Members of the eight branches of the Nigerian Bar Association (NBA) in Rivers State Tuesday staged a peaceful protest at the Federal High Court complex in Port Harcourt over the suspension of the Chief Justice of Nigeria, Justice Walter Onnoghen by President Muhammadu Buhari.
The National Executive Committee (NEC) of NBA had at its emergency meeting in Abuja on Monday directed lawyers across the federation to embark on a two-day boycott of all courts.
Speaking to newsmen during the protest, a Senior Advocate of Nigeria (SAN), Faye Dikio, called on the National Assembly to rise up and correct the mistakes made by Buhari in the suspension of Onnoghen.
Dikio said: “There is confusion; confusion in the sense that the Constitution is not adhered to. What the President is doing is unconstitutional.
“So, it is definitely into confusion we are heading to. We pray to God that this issue will be corrected and he is not capable of correcting it. The National Assembly should rise up and correct it.”
Speaking also, Chairman of NBA, Port Harcourt Branch, Sylvester Adaka, said the action of the association is not about tribe or politics, but about ensuring the procedures and processes set out by the Constitution are adhered to.
Adaka said: “We are all aware of the events that have been u folding in the last few weeks concerning the Chief Justice of Nigeria, Justice Walter Onnoghen, who ended up being unconstitutionally suspended from office.

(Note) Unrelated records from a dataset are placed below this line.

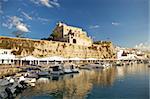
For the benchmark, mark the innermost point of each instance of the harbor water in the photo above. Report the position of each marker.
(116, 82)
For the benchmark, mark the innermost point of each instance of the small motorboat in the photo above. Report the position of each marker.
(57, 70)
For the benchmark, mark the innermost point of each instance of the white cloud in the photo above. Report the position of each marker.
(47, 3)
(27, 16)
(1, 11)
(143, 46)
(43, 19)
(22, 27)
(16, 22)
(94, 26)
(115, 23)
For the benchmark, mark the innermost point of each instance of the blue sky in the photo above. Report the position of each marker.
(125, 22)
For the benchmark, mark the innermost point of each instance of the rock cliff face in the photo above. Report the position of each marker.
(41, 48)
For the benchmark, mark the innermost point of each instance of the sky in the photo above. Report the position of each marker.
(124, 22)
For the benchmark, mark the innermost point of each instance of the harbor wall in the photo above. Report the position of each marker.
(43, 48)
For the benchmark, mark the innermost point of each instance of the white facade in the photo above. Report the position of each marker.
(6, 56)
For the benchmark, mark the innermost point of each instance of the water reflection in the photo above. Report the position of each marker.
(78, 86)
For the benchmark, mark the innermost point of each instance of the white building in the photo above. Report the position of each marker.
(6, 57)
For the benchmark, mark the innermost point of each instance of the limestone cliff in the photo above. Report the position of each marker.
(42, 48)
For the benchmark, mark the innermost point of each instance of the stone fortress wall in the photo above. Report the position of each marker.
(43, 48)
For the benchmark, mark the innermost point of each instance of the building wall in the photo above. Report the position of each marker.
(62, 31)
(41, 48)
(6, 56)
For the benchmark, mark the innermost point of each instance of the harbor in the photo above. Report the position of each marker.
(30, 77)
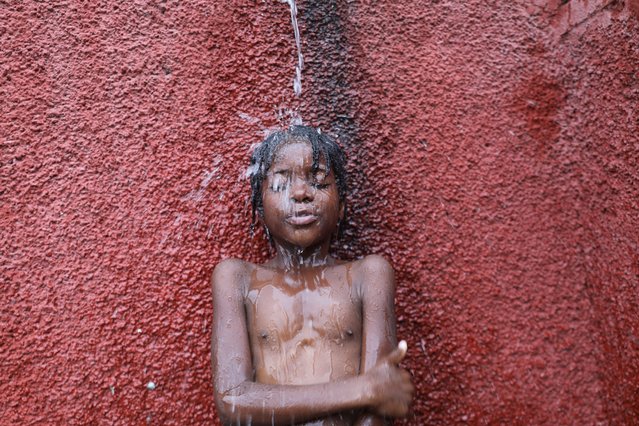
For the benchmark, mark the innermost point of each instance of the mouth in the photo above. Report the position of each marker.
(302, 218)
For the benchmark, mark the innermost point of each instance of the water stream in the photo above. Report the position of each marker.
(297, 81)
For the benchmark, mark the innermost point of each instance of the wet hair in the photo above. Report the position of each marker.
(321, 144)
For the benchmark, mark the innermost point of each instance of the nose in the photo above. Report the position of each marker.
(301, 191)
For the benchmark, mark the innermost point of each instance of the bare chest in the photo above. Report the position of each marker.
(304, 308)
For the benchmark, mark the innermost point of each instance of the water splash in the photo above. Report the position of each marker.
(297, 81)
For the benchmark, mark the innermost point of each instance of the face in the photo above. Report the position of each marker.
(301, 207)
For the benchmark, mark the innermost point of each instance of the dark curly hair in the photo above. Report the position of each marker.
(321, 144)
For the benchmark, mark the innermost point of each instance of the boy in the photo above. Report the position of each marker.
(305, 338)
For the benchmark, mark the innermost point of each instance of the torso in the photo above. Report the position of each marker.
(304, 328)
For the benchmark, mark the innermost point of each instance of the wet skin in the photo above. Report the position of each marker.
(305, 338)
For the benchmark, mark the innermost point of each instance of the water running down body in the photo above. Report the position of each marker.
(305, 338)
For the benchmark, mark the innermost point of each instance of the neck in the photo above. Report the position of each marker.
(295, 258)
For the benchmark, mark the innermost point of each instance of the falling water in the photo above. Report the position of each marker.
(297, 81)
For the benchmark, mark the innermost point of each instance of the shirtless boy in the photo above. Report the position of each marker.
(305, 338)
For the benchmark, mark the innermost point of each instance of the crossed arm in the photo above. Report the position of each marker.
(381, 389)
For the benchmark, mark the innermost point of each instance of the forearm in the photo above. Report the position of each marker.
(259, 403)
(370, 420)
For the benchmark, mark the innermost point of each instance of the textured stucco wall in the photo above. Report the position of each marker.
(494, 156)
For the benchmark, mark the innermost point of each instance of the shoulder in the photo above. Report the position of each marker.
(374, 265)
(374, 273)
(230, 272)
(231, 265)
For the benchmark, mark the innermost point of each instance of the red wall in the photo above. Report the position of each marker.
(494, 156)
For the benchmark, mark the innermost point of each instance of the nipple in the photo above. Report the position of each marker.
(403, 347)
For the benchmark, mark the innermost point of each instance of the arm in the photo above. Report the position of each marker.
(379, 341)
(238, 398)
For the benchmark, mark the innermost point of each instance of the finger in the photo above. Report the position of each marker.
(399, 353)
(396, 356)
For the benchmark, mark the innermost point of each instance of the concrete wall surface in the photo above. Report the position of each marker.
(494, 158)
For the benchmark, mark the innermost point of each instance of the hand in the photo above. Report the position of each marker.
(391, 390)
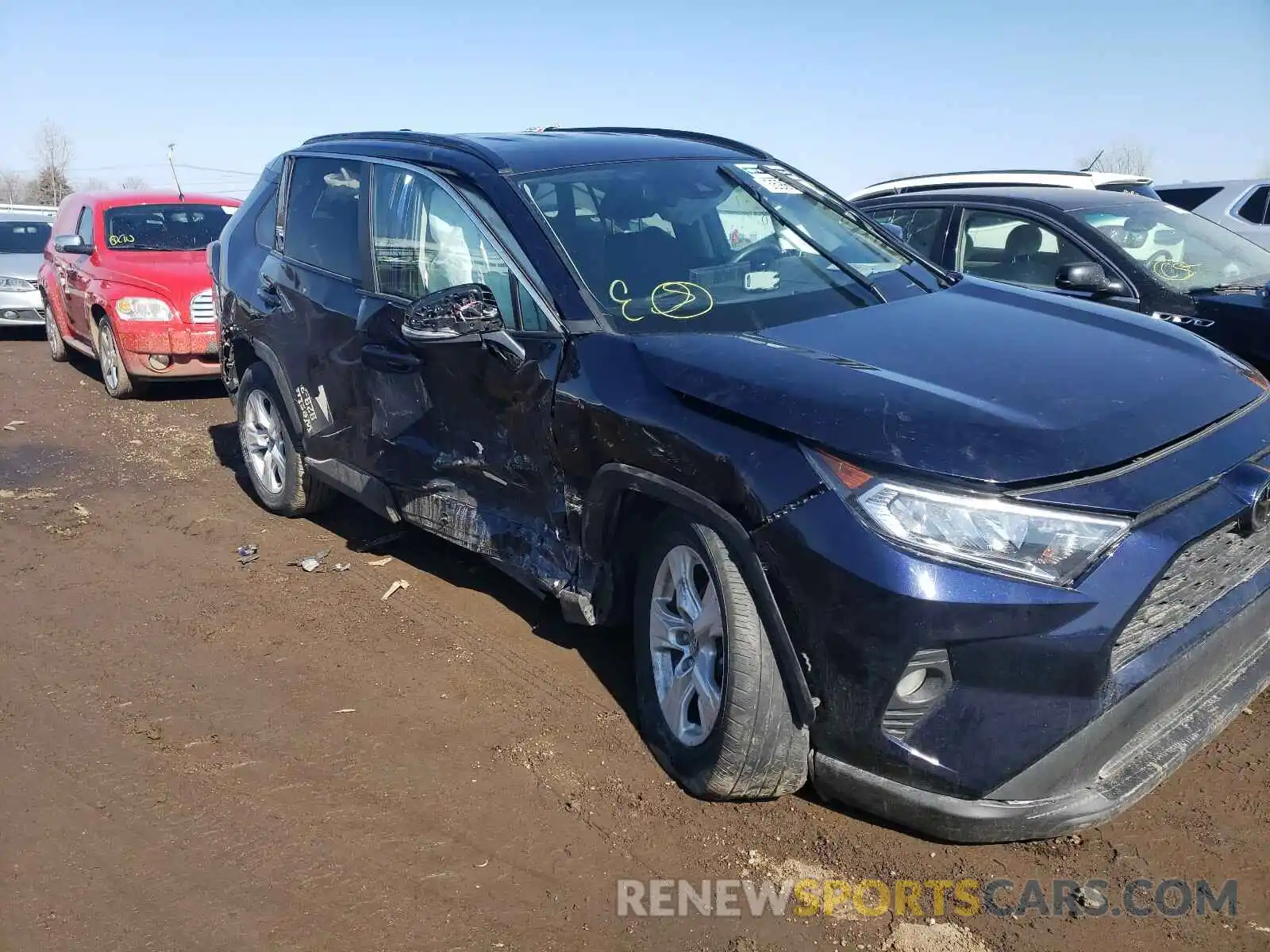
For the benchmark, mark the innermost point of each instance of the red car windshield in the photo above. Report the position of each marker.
(164, 228)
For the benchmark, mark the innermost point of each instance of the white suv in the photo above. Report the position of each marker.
(1105, 181)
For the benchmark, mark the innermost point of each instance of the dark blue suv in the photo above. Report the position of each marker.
(981, 560)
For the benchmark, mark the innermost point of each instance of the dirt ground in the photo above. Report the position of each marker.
(203, 755)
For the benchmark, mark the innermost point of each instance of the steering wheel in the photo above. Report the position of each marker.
(764, 249)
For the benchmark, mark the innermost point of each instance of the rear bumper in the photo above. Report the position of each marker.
(192, 351)
(1106, 767)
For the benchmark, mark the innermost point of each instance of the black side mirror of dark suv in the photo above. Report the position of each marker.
(1085, 276)
(71, 245)
(459, 311)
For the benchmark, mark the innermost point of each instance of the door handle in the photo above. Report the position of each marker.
(268, 292)
(387, 359)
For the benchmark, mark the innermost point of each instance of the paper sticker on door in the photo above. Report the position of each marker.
(314, 410)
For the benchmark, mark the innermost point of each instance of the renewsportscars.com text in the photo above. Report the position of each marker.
(925, 898)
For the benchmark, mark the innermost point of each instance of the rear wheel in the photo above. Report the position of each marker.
(711, 701)
(114, 374)
(271, 448)
(56, 346)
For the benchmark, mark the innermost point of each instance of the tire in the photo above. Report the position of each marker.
(272, 448)
(114, 374)
(56, 346)
(752, 748)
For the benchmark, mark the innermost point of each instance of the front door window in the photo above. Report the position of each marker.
(1013, 248)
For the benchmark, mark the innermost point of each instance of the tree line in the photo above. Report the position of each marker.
(51, 181)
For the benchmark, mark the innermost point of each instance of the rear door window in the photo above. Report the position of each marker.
(1189, 198)
(324, 202)
(1257, 207)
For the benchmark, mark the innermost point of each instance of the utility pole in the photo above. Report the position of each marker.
(171, 165)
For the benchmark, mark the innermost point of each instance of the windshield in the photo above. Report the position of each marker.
(1181, 251)
(702, 245)
(164, 228)
(23, 238)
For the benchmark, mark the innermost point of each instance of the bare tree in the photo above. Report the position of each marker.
(52, 155)
(13, 187)
(1128, 156)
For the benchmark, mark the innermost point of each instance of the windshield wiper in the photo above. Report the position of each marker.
(756, 194)
(1242, 287)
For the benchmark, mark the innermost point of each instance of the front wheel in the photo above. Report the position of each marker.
(711, 702)
(114, 374)
(271, 450)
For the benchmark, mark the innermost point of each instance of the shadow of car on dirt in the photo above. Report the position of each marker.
(156, 390)
(606, 651)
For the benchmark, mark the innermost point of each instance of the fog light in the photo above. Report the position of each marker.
(925, 679)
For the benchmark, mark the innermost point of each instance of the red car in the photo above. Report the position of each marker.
(125, 279)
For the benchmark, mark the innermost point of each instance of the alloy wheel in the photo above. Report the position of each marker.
(110, 359)
(264, 441)
(686, 636)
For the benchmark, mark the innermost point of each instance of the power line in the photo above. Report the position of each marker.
(207, 168)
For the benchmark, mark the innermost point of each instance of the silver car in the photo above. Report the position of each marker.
(1240, 205)
(25, 232)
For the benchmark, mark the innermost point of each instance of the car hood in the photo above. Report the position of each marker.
(978, 382)
(177, 276)
(14, 266)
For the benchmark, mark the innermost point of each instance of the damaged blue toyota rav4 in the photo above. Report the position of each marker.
(982, 562)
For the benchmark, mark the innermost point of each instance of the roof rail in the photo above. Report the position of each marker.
(455, 143)
(676, 133)
(12, 207)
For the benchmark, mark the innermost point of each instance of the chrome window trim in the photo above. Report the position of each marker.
(1241, 201)
(487, 232)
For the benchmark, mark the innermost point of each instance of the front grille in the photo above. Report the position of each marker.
(1199, 577)
(202, 310)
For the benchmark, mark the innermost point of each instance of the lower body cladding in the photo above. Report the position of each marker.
(21, 309)
(169, 351)
(978, 708)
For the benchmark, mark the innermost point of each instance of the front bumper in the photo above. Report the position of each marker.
(1106, 767)
(21, 309)
(194, 351)
(1033, 677)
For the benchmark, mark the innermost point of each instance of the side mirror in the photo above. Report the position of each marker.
(460, 311)
(1083, 276)
(71, 245)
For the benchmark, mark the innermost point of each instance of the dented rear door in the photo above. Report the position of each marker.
(461, 431)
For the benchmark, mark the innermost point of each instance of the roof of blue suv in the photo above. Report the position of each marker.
(516, 152)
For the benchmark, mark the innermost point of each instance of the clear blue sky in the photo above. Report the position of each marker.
(851, 92)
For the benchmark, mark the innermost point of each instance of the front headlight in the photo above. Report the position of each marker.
(143, 309)
(988, 532)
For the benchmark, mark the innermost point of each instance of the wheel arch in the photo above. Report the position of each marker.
(257, 351)
(607, 495)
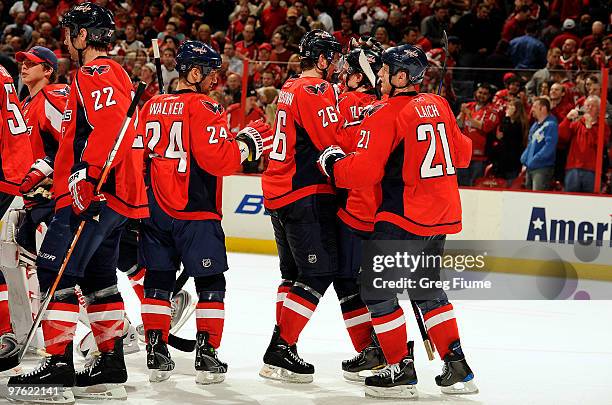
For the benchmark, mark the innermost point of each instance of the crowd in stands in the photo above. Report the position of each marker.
(523, 75)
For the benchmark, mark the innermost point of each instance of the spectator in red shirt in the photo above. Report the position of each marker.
(477, 119)
(592, 41)
(516, 23)
(569, 58)
(569, 27)
(279, 51)
(272, 16)
(247, 47)
(581, 133)
(346, 33)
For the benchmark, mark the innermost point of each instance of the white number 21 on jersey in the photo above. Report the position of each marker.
(425, 132)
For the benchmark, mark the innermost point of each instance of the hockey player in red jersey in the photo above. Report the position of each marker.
(301, 201)
(356, 212)
(15, 158)
(189, 149)
(420, 201)
(97, 105)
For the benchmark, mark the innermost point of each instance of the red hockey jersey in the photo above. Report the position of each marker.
(189, 150)
(412, 149)
(361, 203)
(307, 121)
(97, 105)
(15, 153)
(44, 114)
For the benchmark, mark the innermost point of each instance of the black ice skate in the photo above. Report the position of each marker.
(9, 355)
(53, 371)
(365, 364)
(456, 377)
(282, 362)
(396, 380)
(158, 357)
(104, 377)
(210, 369)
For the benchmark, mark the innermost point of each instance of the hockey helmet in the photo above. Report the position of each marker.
(97, 20)
(317, 42)
(196, 53)
(408, 58)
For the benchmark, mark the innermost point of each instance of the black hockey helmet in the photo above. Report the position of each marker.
(317, 42)
(408, 58)
(97, 20)
(196, 53)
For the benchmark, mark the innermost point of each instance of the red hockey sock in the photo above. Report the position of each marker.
(442, 328)
(137, 282)
(5, 316)
(106, 321)
(59, 324)
(295, 315)
(359, 326)
(391, 332)
(210, 317)
(281, 294)
(156, 314)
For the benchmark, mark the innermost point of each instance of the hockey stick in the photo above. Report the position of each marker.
(160, 78)
(105, 170)
(445, 46)
(417, 315)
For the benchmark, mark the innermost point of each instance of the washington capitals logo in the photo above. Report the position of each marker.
(371, 109)
(316, 89)
(215, 108)
(65, 92)
(92, 70)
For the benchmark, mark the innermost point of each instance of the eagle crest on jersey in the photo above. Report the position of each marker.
(215, 108)
(315, 89)
(372, 109)
(92, 70)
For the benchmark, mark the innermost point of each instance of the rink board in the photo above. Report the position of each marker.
(487, 215)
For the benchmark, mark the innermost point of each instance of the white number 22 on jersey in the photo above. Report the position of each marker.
(425, 132)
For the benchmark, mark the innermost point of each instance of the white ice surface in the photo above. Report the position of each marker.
(522, 352)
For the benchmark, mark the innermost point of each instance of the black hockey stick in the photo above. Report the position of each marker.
(160, 78)
(105, 170)
(445, 46)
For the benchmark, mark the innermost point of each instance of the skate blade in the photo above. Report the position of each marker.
(159, 375)
(461, 388)
(281, 374)
(101, 391)
(399, 392)
(206, 377)
(65, 396)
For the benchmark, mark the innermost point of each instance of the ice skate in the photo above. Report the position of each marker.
(210, 369)
(104, 378)
(456, 377)
(9, 355)
(158, 357)
(282, 362)
(394, 381)
(53, 370)
(365, 364)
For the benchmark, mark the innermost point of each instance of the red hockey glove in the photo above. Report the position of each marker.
(256, 136)
(85, 202)
(39, 172)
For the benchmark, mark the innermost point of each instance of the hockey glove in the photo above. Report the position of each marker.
(85, 202)
(39, 172)
(328, 158)
(253, 140)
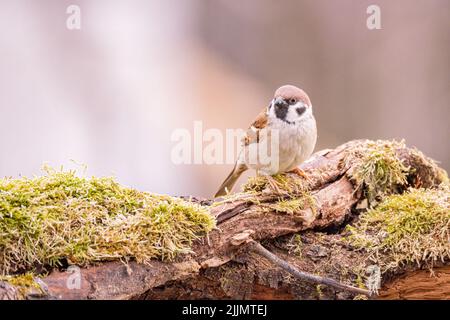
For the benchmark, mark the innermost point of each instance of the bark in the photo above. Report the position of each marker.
(222, 265)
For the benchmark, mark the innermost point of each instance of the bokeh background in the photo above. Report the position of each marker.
(111, 94)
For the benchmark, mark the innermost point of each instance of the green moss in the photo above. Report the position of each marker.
(24, 284)
(60, 216)
(413, 227)
(377, 170)
(22, 280)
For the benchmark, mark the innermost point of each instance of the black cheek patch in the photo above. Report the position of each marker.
(300, 110)
(281, 111)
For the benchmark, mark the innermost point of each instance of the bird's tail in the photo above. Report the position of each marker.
(230, 181)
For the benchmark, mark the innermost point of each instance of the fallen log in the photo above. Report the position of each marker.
(314, 211)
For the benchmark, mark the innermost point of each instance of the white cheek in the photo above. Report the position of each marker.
(292, 113)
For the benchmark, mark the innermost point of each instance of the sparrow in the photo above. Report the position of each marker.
(282, 137)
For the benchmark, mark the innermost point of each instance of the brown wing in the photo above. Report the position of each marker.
(260, 122)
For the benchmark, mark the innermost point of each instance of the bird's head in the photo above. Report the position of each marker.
(290, 104)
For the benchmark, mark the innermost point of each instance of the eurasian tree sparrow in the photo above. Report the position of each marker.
(281, 138)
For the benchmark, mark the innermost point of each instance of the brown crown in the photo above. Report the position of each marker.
(288, 91)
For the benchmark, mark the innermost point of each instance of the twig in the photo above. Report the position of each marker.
(259, 249)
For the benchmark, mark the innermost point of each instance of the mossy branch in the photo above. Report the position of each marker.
(342, 185)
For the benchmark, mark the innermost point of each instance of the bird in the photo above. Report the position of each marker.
(282, 137)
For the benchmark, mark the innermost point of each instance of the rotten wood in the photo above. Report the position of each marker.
(256, 247)
(335, 198)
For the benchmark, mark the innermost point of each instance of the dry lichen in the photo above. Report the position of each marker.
(412, 228)
(377, 170)
(284, 182)
(59, 216)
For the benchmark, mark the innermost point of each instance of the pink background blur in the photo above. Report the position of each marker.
(110, 95)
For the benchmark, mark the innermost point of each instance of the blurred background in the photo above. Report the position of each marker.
(110, 94)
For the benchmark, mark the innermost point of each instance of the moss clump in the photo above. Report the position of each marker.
(410, 228)
(61, 217)
(377, 170)
(24, 284)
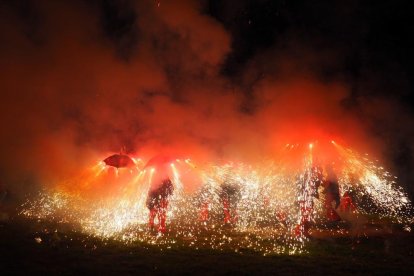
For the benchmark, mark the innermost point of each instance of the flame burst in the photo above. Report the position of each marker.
(266, 206)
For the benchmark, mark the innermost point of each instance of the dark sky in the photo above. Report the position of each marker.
(97, 75)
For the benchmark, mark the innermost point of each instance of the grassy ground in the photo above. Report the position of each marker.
(72, 253)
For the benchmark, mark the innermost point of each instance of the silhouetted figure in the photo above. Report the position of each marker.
(331, 190)
(230, 196)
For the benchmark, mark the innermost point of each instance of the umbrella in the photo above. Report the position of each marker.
(159, 161)
(119, 161)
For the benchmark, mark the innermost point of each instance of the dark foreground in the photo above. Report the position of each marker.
(74, 254)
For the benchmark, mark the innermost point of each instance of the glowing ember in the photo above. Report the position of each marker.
(271, 206)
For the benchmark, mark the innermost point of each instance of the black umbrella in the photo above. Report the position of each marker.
(119, 161)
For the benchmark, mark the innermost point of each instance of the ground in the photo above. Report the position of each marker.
(23, 251)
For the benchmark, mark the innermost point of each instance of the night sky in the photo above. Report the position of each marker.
(223, 78)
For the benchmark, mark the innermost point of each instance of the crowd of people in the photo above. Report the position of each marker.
(229, 194)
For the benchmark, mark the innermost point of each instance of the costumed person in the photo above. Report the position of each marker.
(157, 203)
(347, 204)
(331, 190)
(308, 190)
(230, 196)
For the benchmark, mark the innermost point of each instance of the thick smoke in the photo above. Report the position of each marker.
(80, 80)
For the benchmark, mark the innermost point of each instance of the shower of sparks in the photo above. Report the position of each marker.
(270, 204)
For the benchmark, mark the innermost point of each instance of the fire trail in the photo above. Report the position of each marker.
(271, 206)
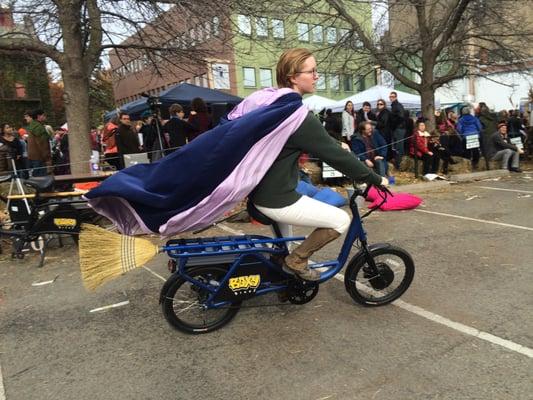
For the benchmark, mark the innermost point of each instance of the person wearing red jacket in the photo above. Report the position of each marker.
(419, 148)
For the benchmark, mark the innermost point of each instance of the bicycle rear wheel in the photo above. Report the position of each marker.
(394, 273)
(183, 304)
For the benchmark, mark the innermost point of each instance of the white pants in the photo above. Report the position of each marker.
(308, 212)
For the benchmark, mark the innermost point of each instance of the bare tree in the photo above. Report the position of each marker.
(75, 33)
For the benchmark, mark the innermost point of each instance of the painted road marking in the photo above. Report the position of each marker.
(154, 273)
(505, 190)
(122, 303)
(526, 228)
(2, 391)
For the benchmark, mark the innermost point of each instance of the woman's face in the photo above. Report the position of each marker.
(304, 80)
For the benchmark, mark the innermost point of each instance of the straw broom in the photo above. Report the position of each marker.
(106, 255)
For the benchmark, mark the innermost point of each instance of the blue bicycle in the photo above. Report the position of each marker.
(213, 276)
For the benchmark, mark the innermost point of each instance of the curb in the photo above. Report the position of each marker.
(444, 185)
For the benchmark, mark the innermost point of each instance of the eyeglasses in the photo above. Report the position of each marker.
(312, 71)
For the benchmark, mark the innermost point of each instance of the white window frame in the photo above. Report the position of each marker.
(265, 77)
(216, 26)
(246, 80)
(261, 27)
(303, 31)
(317, 34)
(331, 35)
(278, 28)
(244, 24)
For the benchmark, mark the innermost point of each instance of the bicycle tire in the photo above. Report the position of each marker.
(361, 294)
(207, 273)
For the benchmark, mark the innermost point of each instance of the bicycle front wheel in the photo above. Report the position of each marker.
(392, 276)
(184, 304)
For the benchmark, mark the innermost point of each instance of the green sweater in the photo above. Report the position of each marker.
(277, 189)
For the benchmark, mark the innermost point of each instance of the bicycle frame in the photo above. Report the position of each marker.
(185, 251)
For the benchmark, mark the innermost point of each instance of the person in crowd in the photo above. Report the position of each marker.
(514, 124)
(365, 113)
(10, 149)
(179, 131)
(332, 125)
(199, 118)
(468, 126)
(39, 154)
(371, 148)
(398, 128)
(154, 140)
(419, 147)
(348, 122)
(60, 152)
(127, 138)
(502, 150)
(109, 141)
(383, 121)
(488, 122)
(94, 139)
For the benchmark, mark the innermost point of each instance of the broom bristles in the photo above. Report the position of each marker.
(105, 255)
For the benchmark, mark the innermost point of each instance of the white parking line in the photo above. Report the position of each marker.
(504, 190)
(476, 220)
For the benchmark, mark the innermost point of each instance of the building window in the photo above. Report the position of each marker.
(265, 77)
(249, 77)
(278, 29)
(347, 83)
(261, 27)
(316, 34)
(331, 35)
(244, 24)
(303, 32)
(361, 84)
(321, 82)
(216, 26)
(334, 82)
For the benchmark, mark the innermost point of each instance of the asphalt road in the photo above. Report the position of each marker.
(473, 280)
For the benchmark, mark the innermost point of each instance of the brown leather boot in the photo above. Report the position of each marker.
(297, 260)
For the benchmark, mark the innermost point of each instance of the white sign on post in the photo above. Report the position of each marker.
(472, 142)
(330, 172)
(517, 141)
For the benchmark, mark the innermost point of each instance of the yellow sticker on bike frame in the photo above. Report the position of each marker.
(65, 222)
(244, 282)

“The Nigerian Bar Association, National Executive Committee, had its emergency meeting yesterday in Abuja. And rising from that meeting, it was resolved that lawyers all over the country should boycott all the courts for two days. It is a warning boycott for two days to press home our demand that whatever the Federal Government wants to do with the CJN’s issue must be done within the ambits of the law. It should be done constitutionally.
“They should remember that we have that we have three independent arms of government, the judiciary, the legislature and the executive. And none of the arms has the right to lord it over the other two arms. And if there be need to discipline, remove or suspend the head of any of the three arms, there is a constitutional provision as to how it should be done.
“And what we say is that that procedure should be followed. That’s all. We are not in anyway condoning corruption: what we are doing is not about the CJN. It is not about tribe, politics or whatever; it is about saving out democracy, it is about rule of law. It is about ensuring that procedure and processes set out by the Constitution is adhered to.”